Australia’s house price growth decelerated in July following an increase in property listings that suggest sellers are taking advantage of current market strength, including those struggling to meet their obligations after rapid interest-rate increases.
(Bloomberg) — Australia’s house price growth decelerated in July following an increase in property listings that suggest sellers are taking advantage of current market strength, including those struggling to meet their obligations after rapid interest-rate increases.
Prices across Australia’s capital cities advanced 0.8%, a fifth straight monthly gain, albeit slower than June’s 1.2% pace, data from property consultancy CoreLogic Inc. showed Tuesday. Market bellwether Sydney rose 0.9% while Melbourne grew at a more subdued 0.3%.
July’s cooling was driven by the upper quartile of the market, which tends to lead the cycle and could be “a sign of a broader easing in the pace of growth over the coming months,” said Tim Lawless, research director at CoreLogic.
The figures come as the the Reserve Bank has raised its key rate to 4.1% — the highest since April 2012 — hitting consumer sentiment. At the same time, Australia’s job market remains strong, with unemployment at an ultra-low 3.5%.

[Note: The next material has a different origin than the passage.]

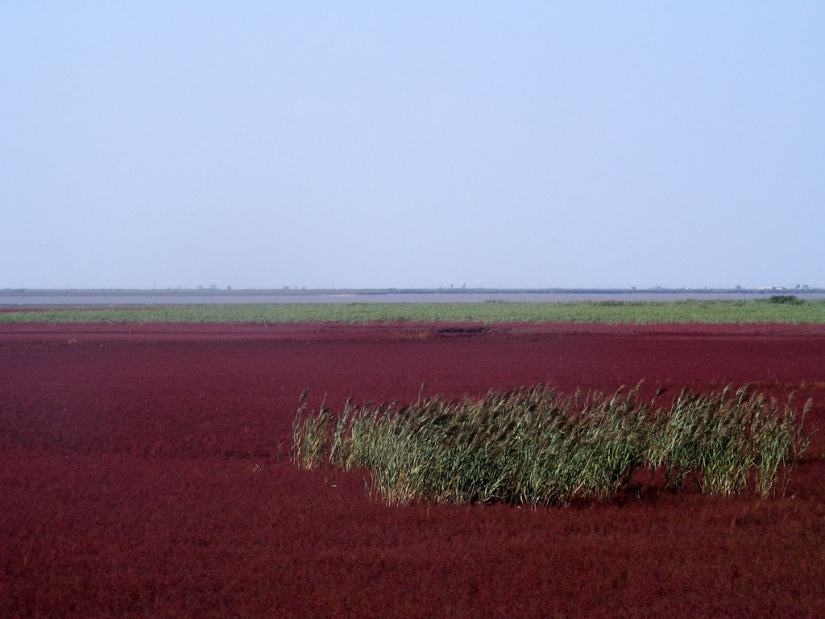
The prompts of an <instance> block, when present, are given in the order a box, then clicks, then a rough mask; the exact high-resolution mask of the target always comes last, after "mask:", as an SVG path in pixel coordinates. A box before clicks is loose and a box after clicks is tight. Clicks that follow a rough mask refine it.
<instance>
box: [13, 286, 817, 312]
mask: <svg viewBox="0 0 825 619" xmlns="http://www.w3.org/2000/svg"><path fill="white" fill-rule="evenodd" d="M774 295H794V296H796V297H798V298H799V299H803V300H818V299H825V289H823V288H758V289H738V288H701V289H699V288H676V289H672V288H647V289H626V288H624V289H623V288H601V289H599V288H581V289H565V288H542V289H499V288H437V289H428V288H406V289H400V288H399V289H393V288H388V289H309V290H308V289H294V288H290V289H270V290H267V289H252V290H243V289H238V290H235V289H223V290H221V289H217V288H211V289H173V290H168V289H166V290H152V289H149V290H139V289H97V290H84V289H67V290H54V289H50V290H45V289H44V290H39V289H16V290H12V289H6V290H0V307H7V308H8V307H57V306H75V307H77V306H83V307H93V306H147V305H149V306H152V305H202V304H204V305H208V304H218V305H222V304H229V305H236V304H259V303H271V304H294V303H301V304H329V303H486V302H496V301H499V302H511V303H576V302H588V301H597V302H598V301H623V302H675V301H687V300H697V301H712V300H743V301H746V300H751V299H761V298H770V297H771V296H774Z"/></svg>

The cooling in property price momentum will be welcomed by the RBA ahead of its rate decision later Tuesday. Financial markets are betting the cash rate will remain unchanged while economists see a 25 basis-point hike to 4.35%.
The central bank has lifted borrowing costs by 4 percentage points since May 2022 as it tries to bring down inflation and engineer a soft landing.

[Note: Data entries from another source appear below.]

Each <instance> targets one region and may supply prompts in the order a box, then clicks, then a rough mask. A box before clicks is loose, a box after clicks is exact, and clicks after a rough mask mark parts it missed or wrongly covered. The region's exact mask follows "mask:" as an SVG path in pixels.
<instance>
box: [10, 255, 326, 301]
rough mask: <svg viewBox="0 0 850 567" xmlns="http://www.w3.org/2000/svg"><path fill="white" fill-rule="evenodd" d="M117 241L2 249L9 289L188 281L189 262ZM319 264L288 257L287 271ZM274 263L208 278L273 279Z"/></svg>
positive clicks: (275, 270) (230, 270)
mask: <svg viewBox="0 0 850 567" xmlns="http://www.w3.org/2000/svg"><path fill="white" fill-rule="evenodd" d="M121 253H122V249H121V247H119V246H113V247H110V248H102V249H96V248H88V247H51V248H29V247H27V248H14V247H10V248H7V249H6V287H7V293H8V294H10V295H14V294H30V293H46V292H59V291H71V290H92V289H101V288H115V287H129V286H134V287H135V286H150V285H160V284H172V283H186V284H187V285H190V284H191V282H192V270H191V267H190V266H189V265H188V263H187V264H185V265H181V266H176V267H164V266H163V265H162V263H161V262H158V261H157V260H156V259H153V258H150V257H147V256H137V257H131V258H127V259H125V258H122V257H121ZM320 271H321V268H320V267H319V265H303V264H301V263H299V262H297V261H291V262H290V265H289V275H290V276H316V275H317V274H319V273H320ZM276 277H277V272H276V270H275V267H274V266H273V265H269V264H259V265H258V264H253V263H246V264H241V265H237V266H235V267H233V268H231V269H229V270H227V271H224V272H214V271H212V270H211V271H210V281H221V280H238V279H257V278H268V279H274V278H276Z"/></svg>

Tuesday’s data showed the flow of new home listings in capital city markets rose almost 4% over July, bucking a seasonal trend in which vendors traditionally put off sales during winter months.
“It may be the case that more home owners are picking current market conditions as a good time to sell,” said Lawless. “Another possibility is that we are seeing the first signs of motivated selling as the rapid rate hiking cycle catches up with household balance sheets.”

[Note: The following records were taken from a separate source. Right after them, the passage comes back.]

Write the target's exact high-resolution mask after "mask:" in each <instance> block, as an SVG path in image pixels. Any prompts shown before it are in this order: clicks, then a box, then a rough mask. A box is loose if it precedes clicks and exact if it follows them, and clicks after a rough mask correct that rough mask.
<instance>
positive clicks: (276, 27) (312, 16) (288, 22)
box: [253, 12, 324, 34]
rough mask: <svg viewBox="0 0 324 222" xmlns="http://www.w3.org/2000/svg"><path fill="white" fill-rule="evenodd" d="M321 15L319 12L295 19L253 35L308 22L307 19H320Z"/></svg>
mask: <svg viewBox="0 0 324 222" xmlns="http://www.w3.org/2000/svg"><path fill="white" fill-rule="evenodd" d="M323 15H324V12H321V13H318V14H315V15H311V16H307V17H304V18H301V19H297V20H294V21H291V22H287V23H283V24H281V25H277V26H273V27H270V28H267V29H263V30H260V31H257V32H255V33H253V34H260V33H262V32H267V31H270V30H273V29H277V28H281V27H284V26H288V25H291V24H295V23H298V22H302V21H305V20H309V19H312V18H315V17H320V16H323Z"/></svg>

A borrower with a 20% deposit and earning a full-time average wage has a 29% lower “capacity to pay” for a home than in April last year, according to Shane Oliver, chief economist at AMP Capital Markets. That is one of the reasons he sees a high risk of increased distressed sales.
The RBA estimates that more than 15% of variable rate borrowers, which covers about 1 million people, will have negative cash flow by year’s end. The unemployment rate is also expected to rise in coming months as the broader economy slows, adding to headwinds for the housing market.
What Bloomberg Economics Says…
“Surprise rate hikes from the RBA in May and June, and a further 25-basis-point hike we expect in August, will further erode borrowing potential, which — along with the cumulative effect of tightening through 2022 and 2023 – will weigh on the market”
— James McIntyre, economist.
Even so, the data indicate the housing rebound that began earlier this year persists — over the three months to July, prices in Sydney climbed 4.5% for a median home value of A$1.08 million ($720,000).
Strong population growth in Australia and a supply shortage have fueled price gains despite higher borrowing costs.
“Overall, the housing market remains resilient to a double dip downturn,” Lawless said. “The trend in advertised stock levels will be a key factor determining housing market outcomes.”